Mr. Biden imposed sanctions on Russia for its Ukraine invasion, but mostly declined to back them with secondary sanctions. “If we had a full-blanket secondary sanctions on Russia today, allies would have to choose,” the director for countering Iranian weapons of mass destruction at Mr. Trump’s national security council, Richard Goldberg, told the Sun.
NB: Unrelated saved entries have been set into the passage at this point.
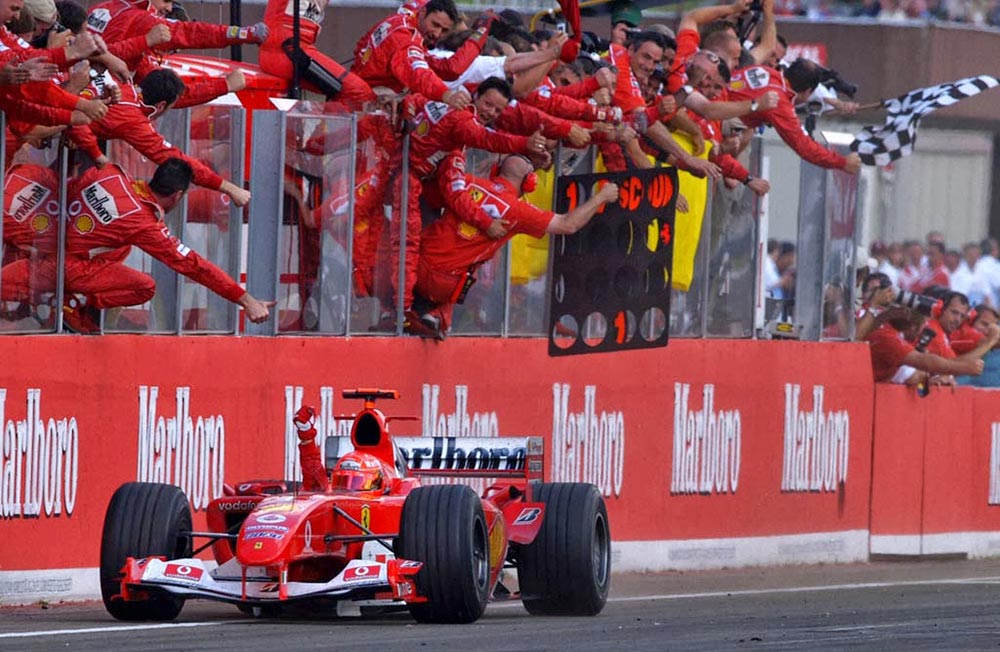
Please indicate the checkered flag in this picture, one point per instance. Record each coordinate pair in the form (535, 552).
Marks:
(896, 138)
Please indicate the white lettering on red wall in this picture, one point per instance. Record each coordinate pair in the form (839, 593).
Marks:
(707, 445)
(587, 446)
(39, 462)
(459, 423)
(180, 450)
(326, 426)
(995, 464)
(817, 444)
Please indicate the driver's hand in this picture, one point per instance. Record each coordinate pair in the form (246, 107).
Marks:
(305, 422)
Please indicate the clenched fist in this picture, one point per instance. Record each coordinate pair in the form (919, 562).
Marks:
(305, 423)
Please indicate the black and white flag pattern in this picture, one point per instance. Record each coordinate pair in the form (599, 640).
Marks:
(895, 139)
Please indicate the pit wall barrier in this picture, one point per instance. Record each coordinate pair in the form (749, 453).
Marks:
(709, 453)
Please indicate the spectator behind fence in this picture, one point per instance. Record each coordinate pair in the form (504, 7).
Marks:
(453, 247)
(109, 211)
(985, 320)
(895, 359)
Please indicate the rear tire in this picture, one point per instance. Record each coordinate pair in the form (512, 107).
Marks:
(144, 519)
(566, 570)
(444, 527)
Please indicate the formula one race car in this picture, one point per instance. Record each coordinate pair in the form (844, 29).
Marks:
(438, 550)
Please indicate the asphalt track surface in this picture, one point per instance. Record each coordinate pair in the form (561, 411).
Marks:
(943, 605)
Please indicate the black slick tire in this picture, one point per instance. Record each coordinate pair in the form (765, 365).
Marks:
(566, 570)
(144, 519)
(444, 527)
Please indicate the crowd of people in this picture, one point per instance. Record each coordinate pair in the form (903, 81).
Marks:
(977, 12)
(930, 313)
(448, 81)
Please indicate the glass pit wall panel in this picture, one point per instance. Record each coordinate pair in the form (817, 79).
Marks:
(206, 221)
(31, 283)
(314, 261)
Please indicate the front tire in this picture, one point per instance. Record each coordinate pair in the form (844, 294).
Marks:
(444, 527)
(566, 570)
(144, 519)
Without such a choice — telling entities that if they do business with Moscow they’re going to be denied access to American currency —  sanction enforcement weakens significantly. America’s sanctions regimes therefore depend largely on the mighty dollar’s longevity as the world currency. 

The dollar’s primacy was established in the 1944 Bretton Woods agreement with Canada, most of Western Europe, Australia, and Japan. It was further bolstered by a pact America made with Saudi Arabia in the aftermath of World War II, which turned the U.S. denomination into the common currency of energy markets.   

Early in his presidency, though, Mr. Biden moved to isolate Riyadh and centered his “human rights-based” foreign policy in it. As a result, the Saudis now are rethinking their global alliances. 

In mid-December Mr. Xi visited the kingdom, where he met leaders of the top energy-producing member countries of the Saudi-led Gulf Cooperation Council. Mr. Xi attempted to impress on them the benefits of getting paid in yuan as they sell their wares to China, the world’s top energy importer. 

Move over, petrodollars, some observers of Mr. Xi’s trip said. The ambitious Beijing leader’s talks in Riyadh marked “the birth of the petroyuan,” a Credit Suisse analyst, Zoltan Pozsar, was quoted as saying by the Soufan Center.

In an IntelBrief, the Soufan Center noted that three sanctioned countries that account for roughly 35 percent of the world’s proven oil reserves, Russia, Iran, and Venezuela, already sell oil to China at a discount — and in yuan.

Would the Chinese currency, then, end the dollar’s global dominance anytime soon and significantly harm America’s ability to level painful sanctions on its enemies? 

“That’s a pipe dream,” Mr. Goldberg says. Even with China’s rise, the emergence of cryptocurrency, inflationary pressures, and other economic setbacks, once dollar-based transactions are threatened, he says, “you’re always going to choose the U.S.”

The Constitution and a strong rule-based system project America as a more dependable guarantor of financial stability, whereas much of what happens in Communist China depends on the whim of a ruler: Two years of Mr. Xi’s “zero Covid” policies have forced many yuan enthusiasts to flee back to the dollar. 

Yet, China is the world’s second-largest economy, and Mr. Xi is intent on surpassing America. At the same time, as Americans shy from projecting military might, sanctions dominate the national security toolbox even while Washington’s shrinking defense budgets fail to compete with Beijing’s. 

“Over-reliance on sanctions is unsustainable,” Mr. Goldberg says. “Viewing sanctions as the end state of policy and not one tool in a broad strategy is problematic. The right balance is maximalist sanctions and maximum deterrence.”